Chapter 6, Problem 18QP

Bond Price Movements. Bond X is a premium bond making semiannual payments. The bond has a coupon rate of 8.5 percent, a YTM of 7 percent, and has 13 years to maturity. Bond Y is a discount bond making semiannual payments. This bond has a coupon rate of 7 percent, a YTM of 8.5 percent, and also has 13 years to maturity. What are the prices of these bonds today assuming both bonds have a $1,000 par value? If interest rates remain unchanged, what do you expect the prices of these bonds to be in one year? In three years? In eight years? In 12 years? In 13 years? What’s going on here? Illustrate your answers by graphing bond prices versus time to maturity.

Summary Introduction

To determine: The bond’s price at different periods.

Introduction:

A bond refers to the debt securities issued by the governments or corporations for raising capital. The borrower does not return the face value until maturity. However, the investor receives the coupons every year until the date of maturity.

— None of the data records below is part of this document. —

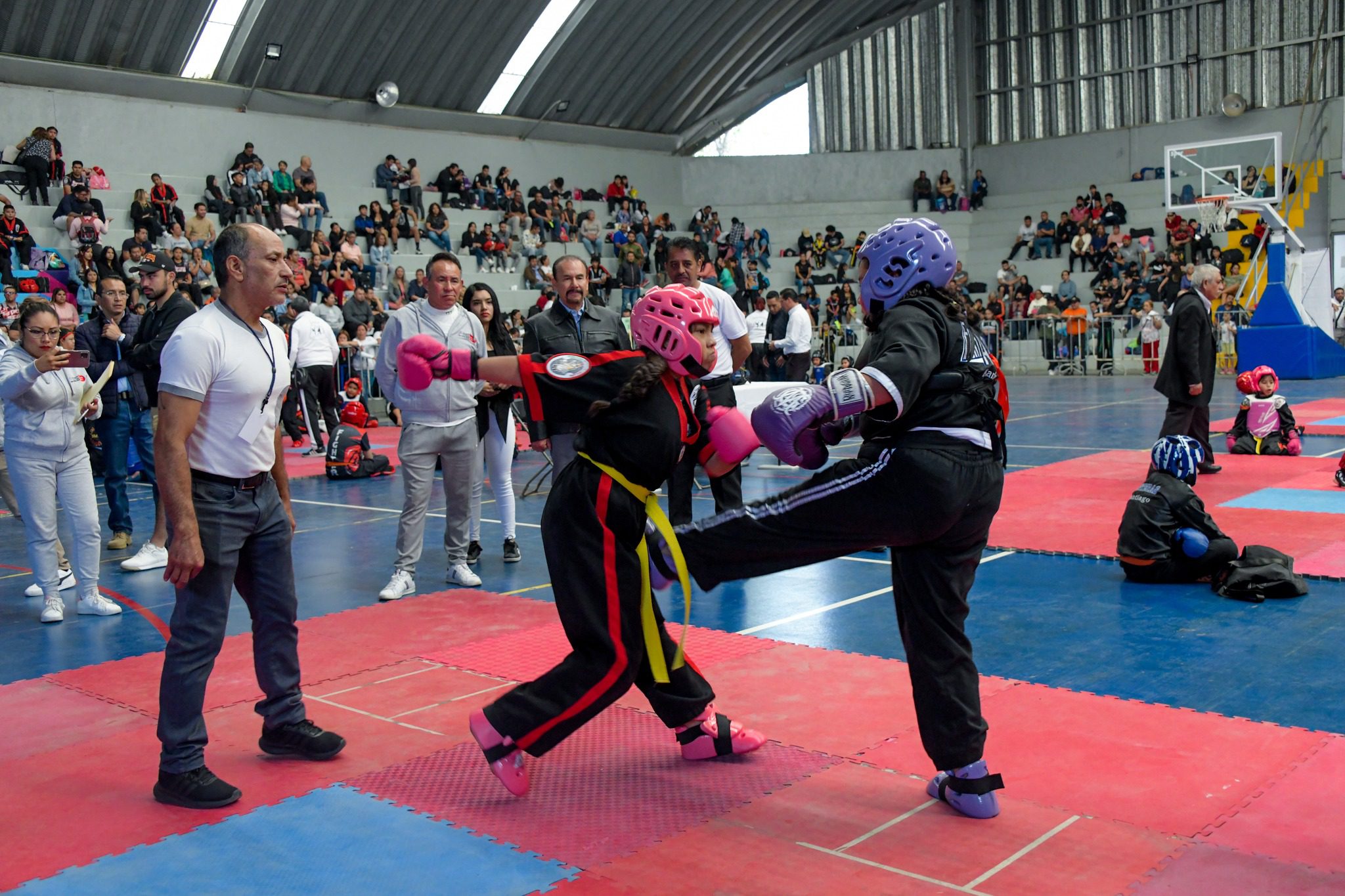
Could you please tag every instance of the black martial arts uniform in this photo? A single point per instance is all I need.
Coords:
(1153, 515)
(591, 528)
(927, 482)
(346, 456)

Bond price or bond value refers to the present value of the future cash inflows of the bond after discounting at the required rate of return.

Answer to Problem 18QP

The price of the bond at different periods is as follows:

Time to maturity (Years)	Bond X	Bond Y
13	$1,126.6776	$883.3285
12	$1,120.4378	$888.5195
10	$1,106.5930	$900.2923
5	$1,062.3745	$939.9184
1	$1,014.2477	$985.9048
0	$1,000.0000	$1,000.0000

Explanation of Solution

Given information:

Bond X is selling at a premium. The coupon rate of Bond X is 8.5 percent and its yield to maturity is 7 percent. The bond will mature in 13 years. Bond Y is selling at a discount. The coupon rate of Bond Y is 7 percent and its yield to maturity is 8.5 percent. The bond will mature in 13 years. Both the bonds make semiannual coupon payments. Assume that the face value of bonds is $1,000.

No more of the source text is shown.